Unit vector perpendicular to plane containing $\vec{A} =4\hat{i}−\hat{j}−\hat{k}$ and $\vec{B} =4\hat{i}+\hat{j}−4\hat{k}$

Question

I know that one solution is to find the cross product of $\vec{A}$ and $\vec{B}$ and then find the unit vector in that direction.

But why can't we do it in this way:

Let the vector $\vec{U} = x\hat{i}+ y\hat{j}+ z\hat{k}$ be perpendicular to the plane containing $\vec{A}$ and $\vec{B}$. Then $\vec{U}$ must be perpendicular to both $\vec{A}$ and $\vec{B}$ and also to the vector $\vec{A}+\vec{B}$. Therefore:

$$\vec{A}\cdot\vec{U}=0$$ $$\vec{B}\cdot\vec{U}=0$$ $$\big(\vec{A}+\vec{B}\big)\cdot \vec{U}=0$$ So I have three equations with three unknowns but when I solve it I don't get the answer.

Answer 1

We obtain: $$4x-y-z=0$$ and $$4x+y-4z=0,$$ which after summing gives $$8x=5z.$$ We see that $x=5t,$ $z=8t$ and $y=12t,$ which gives $$\frac{1}{\sqrt{5^2t^2+12^2t^2+8^2t^2}}(5ti+12tj+8tk)$$ or $$\pm\frac{1}{\sqrt{233}}(5i+12j+8k)$$

Answer 2

Your third equation is redundant. It adds nothing new because of the distributive law of dot product. What I mean is that if $A.U=0$ and $B.U=0$ then surely it is always true that $A.U+B.U=(A+B).U=0$ holds and it doesn't give you a new independent linear equation.

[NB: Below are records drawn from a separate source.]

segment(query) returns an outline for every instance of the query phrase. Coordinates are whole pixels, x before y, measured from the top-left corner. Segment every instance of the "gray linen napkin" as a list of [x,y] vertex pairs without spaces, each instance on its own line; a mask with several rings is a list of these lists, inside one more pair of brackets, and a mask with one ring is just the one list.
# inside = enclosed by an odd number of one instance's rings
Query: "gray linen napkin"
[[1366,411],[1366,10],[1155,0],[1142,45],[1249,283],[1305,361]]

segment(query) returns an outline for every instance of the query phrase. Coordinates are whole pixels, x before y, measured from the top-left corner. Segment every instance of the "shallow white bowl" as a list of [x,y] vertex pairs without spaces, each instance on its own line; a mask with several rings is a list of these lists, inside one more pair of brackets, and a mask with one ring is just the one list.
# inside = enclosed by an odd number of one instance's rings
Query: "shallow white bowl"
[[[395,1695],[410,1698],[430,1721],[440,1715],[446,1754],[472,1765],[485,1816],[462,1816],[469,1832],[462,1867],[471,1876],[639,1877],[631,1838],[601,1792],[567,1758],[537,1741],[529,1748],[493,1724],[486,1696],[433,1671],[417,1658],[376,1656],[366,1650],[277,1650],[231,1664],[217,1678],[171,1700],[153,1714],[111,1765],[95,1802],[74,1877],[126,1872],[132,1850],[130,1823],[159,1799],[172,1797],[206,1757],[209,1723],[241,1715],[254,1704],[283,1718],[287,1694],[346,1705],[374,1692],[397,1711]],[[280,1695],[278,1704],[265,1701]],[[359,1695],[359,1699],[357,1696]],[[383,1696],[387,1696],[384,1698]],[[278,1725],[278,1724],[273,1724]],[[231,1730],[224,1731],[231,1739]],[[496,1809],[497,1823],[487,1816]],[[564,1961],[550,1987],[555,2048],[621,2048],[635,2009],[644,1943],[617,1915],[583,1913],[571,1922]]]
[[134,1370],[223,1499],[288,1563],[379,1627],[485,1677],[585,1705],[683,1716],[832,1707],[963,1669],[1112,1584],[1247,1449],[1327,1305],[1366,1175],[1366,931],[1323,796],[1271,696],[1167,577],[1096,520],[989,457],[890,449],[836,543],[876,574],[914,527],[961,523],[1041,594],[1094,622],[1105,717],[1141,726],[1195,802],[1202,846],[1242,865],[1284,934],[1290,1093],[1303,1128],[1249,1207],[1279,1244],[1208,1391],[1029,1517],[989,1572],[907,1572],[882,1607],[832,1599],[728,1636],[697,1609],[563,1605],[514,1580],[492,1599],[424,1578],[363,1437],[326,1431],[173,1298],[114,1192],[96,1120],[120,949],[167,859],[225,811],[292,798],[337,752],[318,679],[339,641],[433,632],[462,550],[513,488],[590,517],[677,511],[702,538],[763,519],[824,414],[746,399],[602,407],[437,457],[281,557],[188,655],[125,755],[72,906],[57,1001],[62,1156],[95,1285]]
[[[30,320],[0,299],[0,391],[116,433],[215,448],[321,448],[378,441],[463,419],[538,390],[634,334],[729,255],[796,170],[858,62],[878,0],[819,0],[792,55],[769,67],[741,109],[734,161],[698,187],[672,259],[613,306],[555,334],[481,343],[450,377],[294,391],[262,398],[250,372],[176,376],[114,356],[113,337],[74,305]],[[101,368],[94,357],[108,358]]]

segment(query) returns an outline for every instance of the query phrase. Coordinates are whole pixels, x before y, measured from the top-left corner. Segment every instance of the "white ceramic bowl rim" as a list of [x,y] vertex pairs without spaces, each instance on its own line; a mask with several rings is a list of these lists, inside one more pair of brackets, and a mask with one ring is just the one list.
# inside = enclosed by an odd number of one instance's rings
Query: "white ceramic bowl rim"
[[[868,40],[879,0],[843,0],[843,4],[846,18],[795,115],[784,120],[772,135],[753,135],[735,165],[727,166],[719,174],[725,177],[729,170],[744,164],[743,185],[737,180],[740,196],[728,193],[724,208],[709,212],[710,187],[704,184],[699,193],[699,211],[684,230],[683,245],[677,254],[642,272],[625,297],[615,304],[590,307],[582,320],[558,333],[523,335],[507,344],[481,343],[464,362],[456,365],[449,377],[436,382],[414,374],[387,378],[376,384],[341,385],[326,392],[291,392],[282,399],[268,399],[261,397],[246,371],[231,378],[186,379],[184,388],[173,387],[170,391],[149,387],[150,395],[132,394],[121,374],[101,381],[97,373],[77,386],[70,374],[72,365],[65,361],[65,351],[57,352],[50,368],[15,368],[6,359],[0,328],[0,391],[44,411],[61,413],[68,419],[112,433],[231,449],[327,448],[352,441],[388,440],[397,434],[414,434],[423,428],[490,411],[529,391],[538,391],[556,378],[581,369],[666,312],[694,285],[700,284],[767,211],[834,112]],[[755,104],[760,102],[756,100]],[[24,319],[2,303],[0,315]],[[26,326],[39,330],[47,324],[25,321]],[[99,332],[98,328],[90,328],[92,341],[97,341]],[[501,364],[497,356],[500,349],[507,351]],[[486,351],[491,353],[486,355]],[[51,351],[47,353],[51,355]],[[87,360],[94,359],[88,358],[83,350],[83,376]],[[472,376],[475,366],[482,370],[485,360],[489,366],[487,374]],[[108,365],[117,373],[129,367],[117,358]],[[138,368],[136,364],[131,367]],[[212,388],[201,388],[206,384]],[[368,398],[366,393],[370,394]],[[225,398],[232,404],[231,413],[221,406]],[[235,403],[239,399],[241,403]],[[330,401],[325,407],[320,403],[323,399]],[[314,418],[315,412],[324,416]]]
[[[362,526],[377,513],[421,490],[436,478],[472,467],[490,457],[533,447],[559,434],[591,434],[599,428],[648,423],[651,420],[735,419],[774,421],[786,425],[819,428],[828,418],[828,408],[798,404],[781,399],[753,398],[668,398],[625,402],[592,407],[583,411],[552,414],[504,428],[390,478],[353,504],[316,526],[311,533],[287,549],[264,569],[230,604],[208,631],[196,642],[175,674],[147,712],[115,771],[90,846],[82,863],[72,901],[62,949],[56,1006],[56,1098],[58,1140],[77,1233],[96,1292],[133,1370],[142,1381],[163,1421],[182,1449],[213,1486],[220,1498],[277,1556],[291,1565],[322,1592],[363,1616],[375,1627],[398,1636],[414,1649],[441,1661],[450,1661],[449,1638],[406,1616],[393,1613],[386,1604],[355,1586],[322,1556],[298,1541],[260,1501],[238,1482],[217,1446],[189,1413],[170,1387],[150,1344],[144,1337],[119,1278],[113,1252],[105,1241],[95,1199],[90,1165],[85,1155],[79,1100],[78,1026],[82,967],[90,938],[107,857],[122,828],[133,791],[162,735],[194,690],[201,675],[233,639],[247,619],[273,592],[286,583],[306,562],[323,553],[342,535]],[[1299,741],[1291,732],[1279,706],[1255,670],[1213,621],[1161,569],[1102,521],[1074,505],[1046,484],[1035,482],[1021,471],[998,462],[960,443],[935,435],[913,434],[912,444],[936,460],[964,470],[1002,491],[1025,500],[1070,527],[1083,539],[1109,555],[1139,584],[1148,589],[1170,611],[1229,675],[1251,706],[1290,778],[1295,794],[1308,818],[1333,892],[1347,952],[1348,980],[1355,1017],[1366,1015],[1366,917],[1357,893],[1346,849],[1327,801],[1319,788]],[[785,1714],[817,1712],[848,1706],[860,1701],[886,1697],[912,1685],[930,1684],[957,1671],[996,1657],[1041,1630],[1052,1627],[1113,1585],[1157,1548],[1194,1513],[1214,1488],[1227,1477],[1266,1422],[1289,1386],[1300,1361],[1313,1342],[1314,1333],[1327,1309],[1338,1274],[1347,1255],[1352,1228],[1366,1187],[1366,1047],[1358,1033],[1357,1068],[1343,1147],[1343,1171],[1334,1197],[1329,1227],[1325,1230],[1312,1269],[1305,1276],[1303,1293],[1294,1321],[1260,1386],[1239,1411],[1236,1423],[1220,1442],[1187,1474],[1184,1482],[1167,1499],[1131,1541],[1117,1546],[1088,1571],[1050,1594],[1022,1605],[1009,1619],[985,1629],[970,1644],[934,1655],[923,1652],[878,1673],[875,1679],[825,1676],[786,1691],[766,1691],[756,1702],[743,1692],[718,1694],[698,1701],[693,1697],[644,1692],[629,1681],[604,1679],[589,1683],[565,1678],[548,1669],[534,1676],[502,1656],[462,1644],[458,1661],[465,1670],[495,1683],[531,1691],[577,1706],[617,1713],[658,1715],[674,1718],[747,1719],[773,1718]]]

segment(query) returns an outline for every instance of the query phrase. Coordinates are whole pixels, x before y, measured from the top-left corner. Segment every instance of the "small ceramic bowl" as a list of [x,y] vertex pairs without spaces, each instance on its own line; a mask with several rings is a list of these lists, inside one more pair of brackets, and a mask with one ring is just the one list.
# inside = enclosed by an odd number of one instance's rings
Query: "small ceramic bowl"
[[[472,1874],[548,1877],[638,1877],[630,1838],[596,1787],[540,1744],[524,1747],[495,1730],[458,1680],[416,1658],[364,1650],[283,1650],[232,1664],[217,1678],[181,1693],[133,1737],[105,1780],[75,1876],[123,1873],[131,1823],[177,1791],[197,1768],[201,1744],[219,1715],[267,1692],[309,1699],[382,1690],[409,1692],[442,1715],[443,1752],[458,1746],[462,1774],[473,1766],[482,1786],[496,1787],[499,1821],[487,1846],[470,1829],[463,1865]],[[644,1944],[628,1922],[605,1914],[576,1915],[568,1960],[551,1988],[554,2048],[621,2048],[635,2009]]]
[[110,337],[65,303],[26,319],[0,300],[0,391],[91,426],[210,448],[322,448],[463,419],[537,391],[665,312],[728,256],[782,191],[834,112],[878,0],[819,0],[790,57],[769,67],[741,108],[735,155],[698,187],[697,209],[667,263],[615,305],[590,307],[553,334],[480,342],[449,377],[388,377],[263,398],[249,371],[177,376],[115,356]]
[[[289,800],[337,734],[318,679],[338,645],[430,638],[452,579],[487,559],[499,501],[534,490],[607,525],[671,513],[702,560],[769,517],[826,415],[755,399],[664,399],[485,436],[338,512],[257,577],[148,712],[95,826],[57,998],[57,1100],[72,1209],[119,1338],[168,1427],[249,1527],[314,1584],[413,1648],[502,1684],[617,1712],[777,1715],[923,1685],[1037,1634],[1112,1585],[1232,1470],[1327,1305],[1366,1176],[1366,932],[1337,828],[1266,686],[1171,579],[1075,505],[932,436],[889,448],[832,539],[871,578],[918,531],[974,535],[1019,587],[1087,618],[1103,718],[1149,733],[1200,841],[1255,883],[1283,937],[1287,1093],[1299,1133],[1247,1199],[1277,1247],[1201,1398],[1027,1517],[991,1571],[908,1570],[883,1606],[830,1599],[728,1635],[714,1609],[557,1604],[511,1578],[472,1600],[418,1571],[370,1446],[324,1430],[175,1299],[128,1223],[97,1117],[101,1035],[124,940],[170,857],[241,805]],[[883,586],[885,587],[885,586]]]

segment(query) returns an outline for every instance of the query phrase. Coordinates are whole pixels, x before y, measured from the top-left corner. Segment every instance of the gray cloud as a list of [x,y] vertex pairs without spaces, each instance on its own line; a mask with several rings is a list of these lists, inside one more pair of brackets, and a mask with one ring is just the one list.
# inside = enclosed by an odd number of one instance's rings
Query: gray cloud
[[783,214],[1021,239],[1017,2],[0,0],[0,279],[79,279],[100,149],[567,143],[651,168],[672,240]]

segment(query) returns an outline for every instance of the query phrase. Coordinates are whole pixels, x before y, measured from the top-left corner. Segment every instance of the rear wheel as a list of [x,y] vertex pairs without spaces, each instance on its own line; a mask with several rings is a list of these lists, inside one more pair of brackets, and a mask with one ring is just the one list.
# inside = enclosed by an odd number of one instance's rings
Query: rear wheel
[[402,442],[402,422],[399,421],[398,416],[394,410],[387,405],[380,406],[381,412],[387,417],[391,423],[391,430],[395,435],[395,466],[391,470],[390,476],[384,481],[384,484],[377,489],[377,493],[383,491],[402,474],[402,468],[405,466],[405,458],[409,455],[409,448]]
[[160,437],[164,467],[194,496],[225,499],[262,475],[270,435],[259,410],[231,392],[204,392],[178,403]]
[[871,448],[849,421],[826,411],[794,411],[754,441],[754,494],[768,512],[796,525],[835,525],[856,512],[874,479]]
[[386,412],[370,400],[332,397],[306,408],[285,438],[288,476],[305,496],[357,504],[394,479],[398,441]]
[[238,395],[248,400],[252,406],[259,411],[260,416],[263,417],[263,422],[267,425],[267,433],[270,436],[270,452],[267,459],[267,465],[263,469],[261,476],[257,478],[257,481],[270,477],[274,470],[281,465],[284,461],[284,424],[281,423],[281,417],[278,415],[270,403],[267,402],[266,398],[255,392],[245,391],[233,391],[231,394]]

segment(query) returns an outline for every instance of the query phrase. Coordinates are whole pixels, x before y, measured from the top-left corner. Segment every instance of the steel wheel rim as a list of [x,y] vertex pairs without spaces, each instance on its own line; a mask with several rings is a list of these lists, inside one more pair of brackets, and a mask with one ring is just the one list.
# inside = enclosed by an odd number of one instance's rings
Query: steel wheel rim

Therefore, the system you will get requires $3$ independent equations to find the unknowns, but in reality you have provided only $2$ independent equations.

Important Remark:

It is worthy to add that your system, as it has been given in your question, is unsolvable and has infinitely many solutions. However, if you add the new condition $U.U=1$, which is equivalent to saying that $U$ has to be normal, then the system does have two solutions.

The part that Mark Rozenberg divides by $$\frac{1}{\sqrt{5^2t^2+12^2t^2+8^2t^2}}$$ is when he is using the third condition which you hadn't considered originally. But notice that he isn't solving a linear system anymore.

In general, If $A=(a,b,c)$ and $B=(d,e,f)$ then in general you'll have to solve a polynomial system of equations that involves second degree polynomials as follows:

$$ax+by+cz=0$$ $$dx+ey+fz=0$$ $$x^2+y^2+z^2=1$$

The cross product gives a solution to this sytem. Notice that because the degree of this system is $2$, you will always get $2$ solutions. The Right Hand Rule is an agreement among scientists that helps us pick one solution of the system in a consistent manner.